From the moment I arrived in Bakewell, Derbyshire, as a carpet-bagger politician nearly a quarter of a century ago, I knew I’d never leave. The attractions of the county and its sweet green hills and dales only grew. And in the end, though I had meant the Peaks to be just rungs on my ladder to the peaks of politics, politics turned out to be just a rung on my ladder to the Peaks. Here I stayed and here, I hope, I always will.
So what comes next is difficult to write: so difficult that I’ve never written it before. But here goes…
I don’t like dry-stone walls.
There. I’ve said it. I don’t actually like the very thing so many tourists and residents love best and associate most with our glorious Peak District National Park. Dry-stone walls are in all the postcards: part of the brand. But given my way I’d bulldoze the lot.
In admitting this I feel rather like that polar bear cub in the joke (its punchline too vulgar to print), who didn’t like the cold. Or Noël Coward’s Nina, from Argentina, who hated dancing…
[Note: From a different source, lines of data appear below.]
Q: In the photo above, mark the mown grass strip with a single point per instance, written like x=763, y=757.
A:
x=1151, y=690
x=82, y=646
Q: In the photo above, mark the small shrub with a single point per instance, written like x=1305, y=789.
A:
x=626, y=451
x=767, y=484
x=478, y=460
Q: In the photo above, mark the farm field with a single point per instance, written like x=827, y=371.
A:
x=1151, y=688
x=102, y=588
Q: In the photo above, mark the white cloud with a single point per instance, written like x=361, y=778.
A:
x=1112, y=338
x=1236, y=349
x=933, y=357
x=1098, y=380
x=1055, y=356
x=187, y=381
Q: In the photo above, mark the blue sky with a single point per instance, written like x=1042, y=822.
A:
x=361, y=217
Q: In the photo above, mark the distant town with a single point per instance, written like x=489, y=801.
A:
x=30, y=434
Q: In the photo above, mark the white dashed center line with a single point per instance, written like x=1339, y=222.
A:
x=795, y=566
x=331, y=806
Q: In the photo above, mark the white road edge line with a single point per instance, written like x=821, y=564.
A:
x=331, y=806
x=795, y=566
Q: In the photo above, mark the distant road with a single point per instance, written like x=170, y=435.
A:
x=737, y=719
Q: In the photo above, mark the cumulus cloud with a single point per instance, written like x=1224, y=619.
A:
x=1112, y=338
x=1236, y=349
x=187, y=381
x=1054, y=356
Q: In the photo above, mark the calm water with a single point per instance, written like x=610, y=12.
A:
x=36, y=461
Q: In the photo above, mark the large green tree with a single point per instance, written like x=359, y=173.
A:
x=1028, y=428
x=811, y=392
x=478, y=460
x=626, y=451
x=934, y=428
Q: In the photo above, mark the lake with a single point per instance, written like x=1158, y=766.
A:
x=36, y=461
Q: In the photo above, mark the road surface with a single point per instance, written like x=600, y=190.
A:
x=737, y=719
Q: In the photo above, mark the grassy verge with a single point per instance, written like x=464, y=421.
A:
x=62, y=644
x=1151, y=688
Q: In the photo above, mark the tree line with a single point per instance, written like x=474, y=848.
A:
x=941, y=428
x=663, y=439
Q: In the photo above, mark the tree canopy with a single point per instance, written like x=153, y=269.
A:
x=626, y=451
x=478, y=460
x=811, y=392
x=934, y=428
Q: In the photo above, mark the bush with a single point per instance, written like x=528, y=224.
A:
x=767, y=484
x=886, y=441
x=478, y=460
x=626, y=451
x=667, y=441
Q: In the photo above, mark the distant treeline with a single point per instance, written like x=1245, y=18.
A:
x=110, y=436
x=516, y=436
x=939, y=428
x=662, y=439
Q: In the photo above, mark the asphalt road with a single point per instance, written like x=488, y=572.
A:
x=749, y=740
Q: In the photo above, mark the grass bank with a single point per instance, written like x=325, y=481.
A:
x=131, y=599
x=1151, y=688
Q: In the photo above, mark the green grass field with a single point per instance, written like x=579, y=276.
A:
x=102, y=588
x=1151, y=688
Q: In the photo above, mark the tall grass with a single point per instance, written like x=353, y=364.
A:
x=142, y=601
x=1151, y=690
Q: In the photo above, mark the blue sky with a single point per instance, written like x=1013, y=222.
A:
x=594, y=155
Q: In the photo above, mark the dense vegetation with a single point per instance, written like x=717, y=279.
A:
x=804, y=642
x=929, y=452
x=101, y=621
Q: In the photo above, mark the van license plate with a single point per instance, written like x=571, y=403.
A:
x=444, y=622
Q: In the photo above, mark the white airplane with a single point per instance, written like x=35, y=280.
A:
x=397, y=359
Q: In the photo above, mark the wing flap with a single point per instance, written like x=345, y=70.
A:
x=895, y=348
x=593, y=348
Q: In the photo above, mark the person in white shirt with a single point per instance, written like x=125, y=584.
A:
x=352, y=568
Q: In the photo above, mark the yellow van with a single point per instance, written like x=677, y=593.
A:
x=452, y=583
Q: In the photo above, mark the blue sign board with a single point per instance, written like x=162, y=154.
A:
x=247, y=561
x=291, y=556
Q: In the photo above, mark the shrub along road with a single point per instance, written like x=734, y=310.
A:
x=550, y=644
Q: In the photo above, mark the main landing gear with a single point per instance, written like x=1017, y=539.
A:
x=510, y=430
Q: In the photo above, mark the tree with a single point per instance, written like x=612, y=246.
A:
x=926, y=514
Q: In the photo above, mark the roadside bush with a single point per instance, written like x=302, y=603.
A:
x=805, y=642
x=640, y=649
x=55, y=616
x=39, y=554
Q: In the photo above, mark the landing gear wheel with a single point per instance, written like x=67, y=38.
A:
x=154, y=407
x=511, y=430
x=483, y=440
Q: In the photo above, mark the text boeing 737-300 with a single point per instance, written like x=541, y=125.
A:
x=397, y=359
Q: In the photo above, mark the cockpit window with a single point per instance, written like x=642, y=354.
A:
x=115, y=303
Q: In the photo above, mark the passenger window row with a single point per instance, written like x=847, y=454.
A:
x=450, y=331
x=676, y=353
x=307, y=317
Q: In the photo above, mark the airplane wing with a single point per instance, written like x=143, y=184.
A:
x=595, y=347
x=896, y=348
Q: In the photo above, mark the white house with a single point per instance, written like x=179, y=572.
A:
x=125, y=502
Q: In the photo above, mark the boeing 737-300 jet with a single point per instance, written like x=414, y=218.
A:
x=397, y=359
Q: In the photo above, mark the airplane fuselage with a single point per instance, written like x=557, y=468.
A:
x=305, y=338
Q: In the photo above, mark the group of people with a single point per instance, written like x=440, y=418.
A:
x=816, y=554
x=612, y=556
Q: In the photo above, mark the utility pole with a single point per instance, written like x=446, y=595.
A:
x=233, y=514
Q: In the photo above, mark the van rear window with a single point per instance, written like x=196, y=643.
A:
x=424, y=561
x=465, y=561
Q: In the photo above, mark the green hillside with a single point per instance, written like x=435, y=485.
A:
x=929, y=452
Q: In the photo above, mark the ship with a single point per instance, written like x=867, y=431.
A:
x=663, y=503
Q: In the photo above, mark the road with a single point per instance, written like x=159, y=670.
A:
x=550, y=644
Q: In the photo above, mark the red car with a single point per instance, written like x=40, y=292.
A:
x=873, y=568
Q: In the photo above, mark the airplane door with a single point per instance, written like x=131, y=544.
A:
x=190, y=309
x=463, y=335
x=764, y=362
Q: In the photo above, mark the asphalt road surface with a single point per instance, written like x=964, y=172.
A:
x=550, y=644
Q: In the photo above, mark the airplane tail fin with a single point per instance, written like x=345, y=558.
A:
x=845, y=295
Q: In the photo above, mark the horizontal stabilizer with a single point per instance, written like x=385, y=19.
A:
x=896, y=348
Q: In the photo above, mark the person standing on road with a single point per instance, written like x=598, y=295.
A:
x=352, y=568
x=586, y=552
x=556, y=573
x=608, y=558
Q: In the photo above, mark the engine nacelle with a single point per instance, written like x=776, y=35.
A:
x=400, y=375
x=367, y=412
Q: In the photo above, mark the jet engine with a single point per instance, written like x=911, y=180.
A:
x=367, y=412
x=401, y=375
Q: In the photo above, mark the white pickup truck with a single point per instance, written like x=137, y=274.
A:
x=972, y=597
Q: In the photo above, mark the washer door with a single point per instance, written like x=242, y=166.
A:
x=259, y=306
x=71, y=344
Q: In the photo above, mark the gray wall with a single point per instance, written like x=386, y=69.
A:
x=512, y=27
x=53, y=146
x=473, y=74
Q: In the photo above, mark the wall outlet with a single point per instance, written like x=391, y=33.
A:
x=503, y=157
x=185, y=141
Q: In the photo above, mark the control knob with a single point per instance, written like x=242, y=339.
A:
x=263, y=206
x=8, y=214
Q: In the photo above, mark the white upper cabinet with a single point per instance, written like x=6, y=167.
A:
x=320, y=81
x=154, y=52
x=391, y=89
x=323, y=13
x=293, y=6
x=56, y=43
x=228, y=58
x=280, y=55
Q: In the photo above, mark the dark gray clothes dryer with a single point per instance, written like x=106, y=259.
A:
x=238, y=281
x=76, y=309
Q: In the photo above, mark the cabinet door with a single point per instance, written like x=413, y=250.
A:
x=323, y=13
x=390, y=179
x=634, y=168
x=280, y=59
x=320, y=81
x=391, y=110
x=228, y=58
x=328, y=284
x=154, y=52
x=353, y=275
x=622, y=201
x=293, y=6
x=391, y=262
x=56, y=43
She declined to Begin The Beguine when they besought her to, And with language profane and obscene she cursed the man who taught her to. She cursed Cole Porter too.
At once I scramble to rescue my friendship with the brilliant dry-stone waller who has built for my partner and me the outstanding new gritstone wall that lines one side of our little lane and keeps the llamas in. Mr Cooper’s wall is a work of art. I cannot fault it. Nor do I wish to hurt the feelings of my two Catalan friends, also wallers, who have so expertly rebuilt the gritstone wall that separates the llamas’ field from the wood above it.